Ich ließ ihn zuerst ins Bad gehen und zog währenddessen die Tagesdecke ab. Außerdem schüttelte ich die Kissen auf und lüftete noch einmal gut durch. Nach Sonnenuntergang waren die Temperaturen glücklicherweise ein wenig gesunken. Es war nicht mehr ganz so schwül wie am Tage.

Ich blickte eine Weile nachdenklich aus dem Fenster heraus. In keinem der anderen Häuser brannte Licht. Selbst in den Gärten war es finster. Einzig die Straßenlaternen spendeten ein wenig Helligkeit und warfen lange Schatten über die einsam daliegende Straße.
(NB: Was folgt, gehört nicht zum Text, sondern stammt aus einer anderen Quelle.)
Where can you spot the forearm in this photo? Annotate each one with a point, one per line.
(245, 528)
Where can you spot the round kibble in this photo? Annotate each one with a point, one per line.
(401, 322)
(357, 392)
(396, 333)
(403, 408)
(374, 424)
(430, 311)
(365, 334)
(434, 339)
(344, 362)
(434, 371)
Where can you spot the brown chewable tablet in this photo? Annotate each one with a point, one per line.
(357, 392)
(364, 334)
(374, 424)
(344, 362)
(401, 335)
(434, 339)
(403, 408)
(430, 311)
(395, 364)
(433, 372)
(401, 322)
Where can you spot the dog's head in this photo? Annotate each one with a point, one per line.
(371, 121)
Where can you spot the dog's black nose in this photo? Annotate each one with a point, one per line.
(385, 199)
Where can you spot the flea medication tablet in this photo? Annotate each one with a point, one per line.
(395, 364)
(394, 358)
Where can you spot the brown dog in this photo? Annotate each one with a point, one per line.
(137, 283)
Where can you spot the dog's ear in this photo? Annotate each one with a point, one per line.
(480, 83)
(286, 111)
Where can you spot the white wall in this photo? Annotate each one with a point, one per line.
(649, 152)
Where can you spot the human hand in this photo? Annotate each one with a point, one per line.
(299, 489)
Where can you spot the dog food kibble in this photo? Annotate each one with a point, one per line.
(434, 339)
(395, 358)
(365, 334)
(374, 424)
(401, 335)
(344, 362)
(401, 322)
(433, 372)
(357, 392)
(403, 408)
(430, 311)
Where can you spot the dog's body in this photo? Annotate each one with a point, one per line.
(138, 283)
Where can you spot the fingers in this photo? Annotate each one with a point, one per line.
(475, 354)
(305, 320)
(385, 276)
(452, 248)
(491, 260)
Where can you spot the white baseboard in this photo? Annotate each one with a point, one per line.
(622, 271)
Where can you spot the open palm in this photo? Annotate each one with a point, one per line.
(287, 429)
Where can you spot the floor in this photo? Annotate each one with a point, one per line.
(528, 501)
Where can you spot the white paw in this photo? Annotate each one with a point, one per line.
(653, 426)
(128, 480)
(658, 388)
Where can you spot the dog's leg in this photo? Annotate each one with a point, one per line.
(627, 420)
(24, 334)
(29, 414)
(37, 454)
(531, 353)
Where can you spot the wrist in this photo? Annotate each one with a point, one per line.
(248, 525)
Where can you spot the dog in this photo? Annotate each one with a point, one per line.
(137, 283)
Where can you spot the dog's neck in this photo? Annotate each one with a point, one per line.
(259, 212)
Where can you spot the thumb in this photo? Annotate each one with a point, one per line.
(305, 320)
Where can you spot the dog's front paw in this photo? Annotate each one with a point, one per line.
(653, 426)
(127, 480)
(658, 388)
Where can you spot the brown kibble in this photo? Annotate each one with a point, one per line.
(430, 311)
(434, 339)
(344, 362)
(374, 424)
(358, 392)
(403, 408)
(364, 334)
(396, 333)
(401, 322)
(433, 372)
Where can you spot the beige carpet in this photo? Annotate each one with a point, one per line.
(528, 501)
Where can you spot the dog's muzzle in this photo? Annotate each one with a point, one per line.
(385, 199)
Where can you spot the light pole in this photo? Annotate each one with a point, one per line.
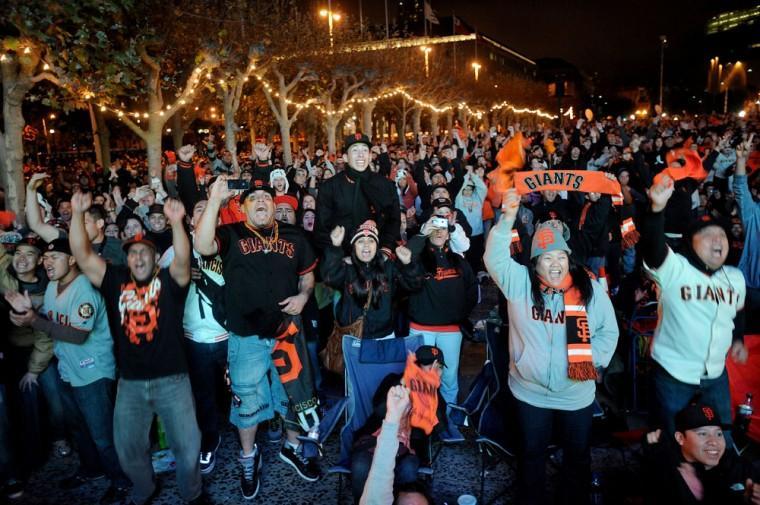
(331, 16)
(476, 67)
(663, 42)
(426, 50)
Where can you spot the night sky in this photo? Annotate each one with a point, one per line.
(617, 41)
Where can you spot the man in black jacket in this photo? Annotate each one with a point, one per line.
(355, 195)
(693, 466)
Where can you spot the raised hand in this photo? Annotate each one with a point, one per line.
(397, 404)
(80, 202)
(510, 204)
(20, 303)
(36, 181)
(174, 211)
(659, 194)
(404, 255)
(337, 235)
(219, 190)
(186, 152)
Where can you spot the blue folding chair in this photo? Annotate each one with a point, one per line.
(367, 363)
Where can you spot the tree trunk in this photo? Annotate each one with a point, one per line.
(331, 125)
(287, 153)
(105, 138)
(95, 136)
(417, 122)
(178, 130)
(230, 129)
(434, 117)
(152, 142)
(367, 109)
(15, 88)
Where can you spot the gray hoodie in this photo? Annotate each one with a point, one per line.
(538, 341)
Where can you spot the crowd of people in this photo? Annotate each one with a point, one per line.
(252, 271)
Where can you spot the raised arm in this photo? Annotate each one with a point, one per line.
(92, 265)
(654, 248)
(205, 231)
(506, 272)
(180, 266)
(46, 231)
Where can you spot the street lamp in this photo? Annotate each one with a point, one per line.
(663, 42)
(331, 17)
(476, 67)
(426, 50)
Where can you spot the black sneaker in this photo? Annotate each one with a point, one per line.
(307, 468)
(78, 480)
(13, 489)
(250, 475)
(208, 459)
(114, 494)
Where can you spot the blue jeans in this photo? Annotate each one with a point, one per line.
(450, 343)
(171, 398)
(629, 260)
(255, 382)
(572, 430)
(206, 363)
(89, 416)
(6, 453)
(673, 395)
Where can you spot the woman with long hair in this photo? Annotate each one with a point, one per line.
(368, 280)
(448, 293)
(562, 327)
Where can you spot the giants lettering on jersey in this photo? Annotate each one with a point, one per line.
(709, 293)
(252, 245)
(548, 317)
(138, 307)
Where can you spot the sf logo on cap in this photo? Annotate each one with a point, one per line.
(544, 238)
(709, 414)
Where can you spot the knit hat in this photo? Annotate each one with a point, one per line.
(59, 245)
(156, 208)
(367, 229)
(426, 354)
(697, 414)
(276, 173)
(256, 185)
(356, 138)
(547, 239)
(286, 199)
(442, 202)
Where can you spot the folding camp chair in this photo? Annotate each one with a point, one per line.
(640, 330)
(367, 362)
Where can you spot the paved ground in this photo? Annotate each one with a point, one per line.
(457, 467)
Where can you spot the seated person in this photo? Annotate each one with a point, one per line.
(694, 466)
(412, 443)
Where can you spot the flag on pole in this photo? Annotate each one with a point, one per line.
(430, 14)
(459, 27)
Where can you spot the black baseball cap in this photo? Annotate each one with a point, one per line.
(697, 414)
(256, 185)
(356, 138)
(426, 354)
(138, 239)
(59, 245)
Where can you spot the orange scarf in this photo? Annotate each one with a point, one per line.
(580, 363)
(423, 393)
(568, 180)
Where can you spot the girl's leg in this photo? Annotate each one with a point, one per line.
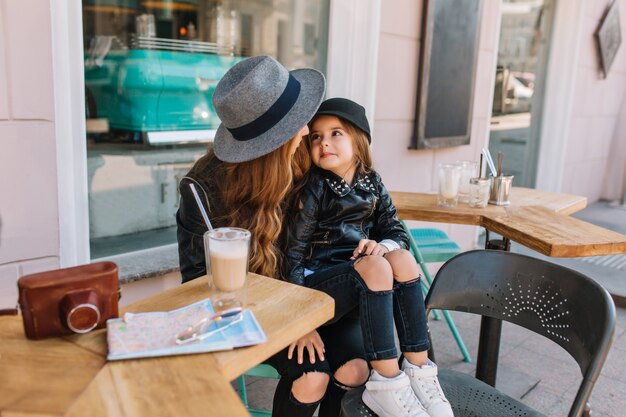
(409, 311)
(410, 318)
(388, 391)
(377, 274)
(301, 386)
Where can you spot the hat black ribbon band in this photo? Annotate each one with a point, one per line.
(272, 116)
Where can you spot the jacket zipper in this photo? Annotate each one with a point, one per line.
(368, 216)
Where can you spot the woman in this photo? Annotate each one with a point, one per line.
(246, 181)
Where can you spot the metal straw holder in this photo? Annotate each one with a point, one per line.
(500, 190)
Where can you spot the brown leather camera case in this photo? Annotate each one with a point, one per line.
(69, 300)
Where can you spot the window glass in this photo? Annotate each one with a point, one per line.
(151, 67)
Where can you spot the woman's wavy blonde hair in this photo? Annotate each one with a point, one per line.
(256, 194)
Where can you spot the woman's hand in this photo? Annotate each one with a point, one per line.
(312, 342)
(369, 247)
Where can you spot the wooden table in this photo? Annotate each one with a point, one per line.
(70, 376)
(536, 219)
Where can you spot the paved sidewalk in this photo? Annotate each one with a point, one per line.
(532, 368)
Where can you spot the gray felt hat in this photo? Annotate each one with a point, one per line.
(262, 106)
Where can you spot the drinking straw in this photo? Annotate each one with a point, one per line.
(201, 207)
(492, 166)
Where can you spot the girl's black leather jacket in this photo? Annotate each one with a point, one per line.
(334, 217)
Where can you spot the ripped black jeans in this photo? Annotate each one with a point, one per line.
(342, 343)
(361, 328)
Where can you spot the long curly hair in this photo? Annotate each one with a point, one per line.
(256, 194)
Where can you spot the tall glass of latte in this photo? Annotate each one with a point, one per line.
(227, 264)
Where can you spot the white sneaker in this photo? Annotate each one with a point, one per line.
(392, 397)
(426, 386)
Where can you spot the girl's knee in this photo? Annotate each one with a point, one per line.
(376, 272)
(403, 265)
(353, 373)
(310, 387)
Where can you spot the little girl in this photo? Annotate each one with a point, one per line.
(347, 242)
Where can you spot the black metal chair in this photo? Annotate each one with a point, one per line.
(563, 305)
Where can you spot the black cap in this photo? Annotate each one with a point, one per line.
(347, 110)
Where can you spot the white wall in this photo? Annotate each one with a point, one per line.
(29, 226)
(593, 136)
(414, 170)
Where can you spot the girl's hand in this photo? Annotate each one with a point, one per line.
(368, 247)
(312, 342)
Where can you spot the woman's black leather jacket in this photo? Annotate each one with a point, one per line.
(191, 226)
(334, 217)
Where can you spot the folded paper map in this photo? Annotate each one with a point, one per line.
(140, 335)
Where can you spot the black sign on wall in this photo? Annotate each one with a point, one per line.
(447, 70)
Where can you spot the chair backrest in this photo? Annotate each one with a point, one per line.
(561, 304)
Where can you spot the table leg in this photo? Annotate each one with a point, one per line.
(490, 330)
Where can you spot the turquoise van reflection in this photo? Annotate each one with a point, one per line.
(148, 90)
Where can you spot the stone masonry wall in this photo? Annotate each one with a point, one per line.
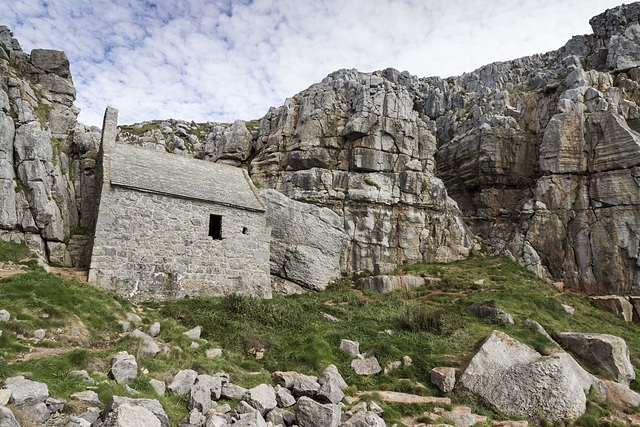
(155, 247)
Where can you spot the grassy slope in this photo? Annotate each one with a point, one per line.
(431, 324)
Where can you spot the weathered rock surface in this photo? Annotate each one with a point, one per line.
(150, 405)
(124, 368)
(512, 378)
(310, 413)
(606, 351)
(444, 378)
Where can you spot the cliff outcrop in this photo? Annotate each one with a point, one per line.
(47, 159)
(539, 157)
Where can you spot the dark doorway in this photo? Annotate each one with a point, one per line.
(215, 226)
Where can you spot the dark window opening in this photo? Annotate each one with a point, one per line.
(215, 226)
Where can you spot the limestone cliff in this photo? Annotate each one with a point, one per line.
(540, 156)
(47, 159)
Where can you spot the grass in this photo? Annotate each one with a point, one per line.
(431, 324)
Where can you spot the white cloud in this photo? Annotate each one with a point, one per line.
(211, 60)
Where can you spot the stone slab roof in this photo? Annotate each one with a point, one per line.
(173, 175)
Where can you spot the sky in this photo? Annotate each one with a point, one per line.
(222, 60)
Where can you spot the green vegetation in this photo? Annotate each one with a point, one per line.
(368, 181)
(431, 324)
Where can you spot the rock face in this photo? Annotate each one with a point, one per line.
(47, 159)
(540, 156)
(512, 378)
(607, 351)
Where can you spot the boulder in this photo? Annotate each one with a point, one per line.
(127, 415)
(262, 398)
(285, 379)
(369, 366)
(213, 384)
(364, 419)
(151, 405)
(352, 348)
(200, 398)
(617, 305)
(7, 419)
(232, 391)
(386, 284)
(486, 312)
(306, 241)
(124, 368)
(280, 416)
(305, 385)
(331, 374)
(444, 378)
(252, 419)
(310, 413)
(284, 397)
(510, 377)
(25, 392)
(154, 330)
(194, 333)
(84, 375)
(606, 351)
(183, 381)
(158, 386)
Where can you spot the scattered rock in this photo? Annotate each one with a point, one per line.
(127, 415)
(391, 366)
(386, 284)
(617, 305)
(284, 397)
(199, 398)
(125, 325)
(351, 347)
(364, 419)
(194, 333)
(150, 404)
(606, 351)
(331, 374)
(132, 317)
(280, 416)
(5, 396)
(154, 330)
(124, 368)
(26, 392)
(183, 381)
(232, 391)
(55, 405)
(486, 312)
(214, 352)
(89, 396)
(444, 378)
(285, 379)
(305, 385)
(7, 419)
(252, 419)
(158, 386)
(38, 413)
(262, 398)
(512, 378)
(369, 366)
(310, 413)
(84, 375)
(330, 317)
Am Himmel war kein Mond zu sehen. Nur ein paar vereinzelte Sterne. Ich begann mich zu fragen, wie andere Menschen dort oben irgendwelche Sternbilder erkennen konnten. Ich sah nur einzelne Punkte und wusste beileibe nicht, wie man diese miteinander verbinden sollte.

Als ich das Zuschlagen einer Tür vernahm, drehte ich mich hastig um. Kyle war schon fertig. Offenbar hatte er sich heute beeilt.

“Du kannst”, informierte er mich gut gelaunt und setzte sich auf das Bett.

“Sofort”, erwiderte ich und schloss schnell das Fenster. Gleich darauf betrat ich das Badezimmer.

Während ich unter der Dusche stand, verselbständigten sich meine Gedanken wieder einmal. Nur wenige Minuten vor mir hatte Kyle an eben dieser Stelle gestanden. Nackt!

Ich erschauerte. Meine Fantasie reichte nicht aus, um mir Details vorzustellen, aber die bloße Tatsache, dass er hier gewesen war, genügte. Normalerweise verdrängte ich derartige Gefühle, sobald sie aufkamen, doch diesmal funktionierte es nicht. Mir wurde schrecklich heiß. Mein Verlangen wuchs ins Unermessliche an und ehe ich es verhindern konnte, strichen meine Hände bereits über meinen erhitzten Körper Richtung Süden.

Als ich mich umfasste, musste ich ein Stöhnen unterdrücken. Es fühlte sich an, als würde ich gerade etwas Verbotenes tun. Etwas, von dem niemals irgendjemand erfahren durfte. Ich wusste, dass es falsch war. Trotzdem konnte ich unmöglich damit aufhören. Es war zu spät!

Meine Berührungen waren behutsam und sanft. Vorsichtig fuhr ich auf und ab, ohne dass ein Ton über meine halb geöffneten Lippen drang. Während ich das gleichmäßige Tempo beibehielt, spürte ich, wie das Wasser der Dusche auf meinen Rücken traf. Die leichte Massage feuerte meine Begierde zusätzlich an. Ich sehnte mich immer mehr nach Erlösung, genoss aber zugleich den Druck, der sich allmählich in mir aufbaute.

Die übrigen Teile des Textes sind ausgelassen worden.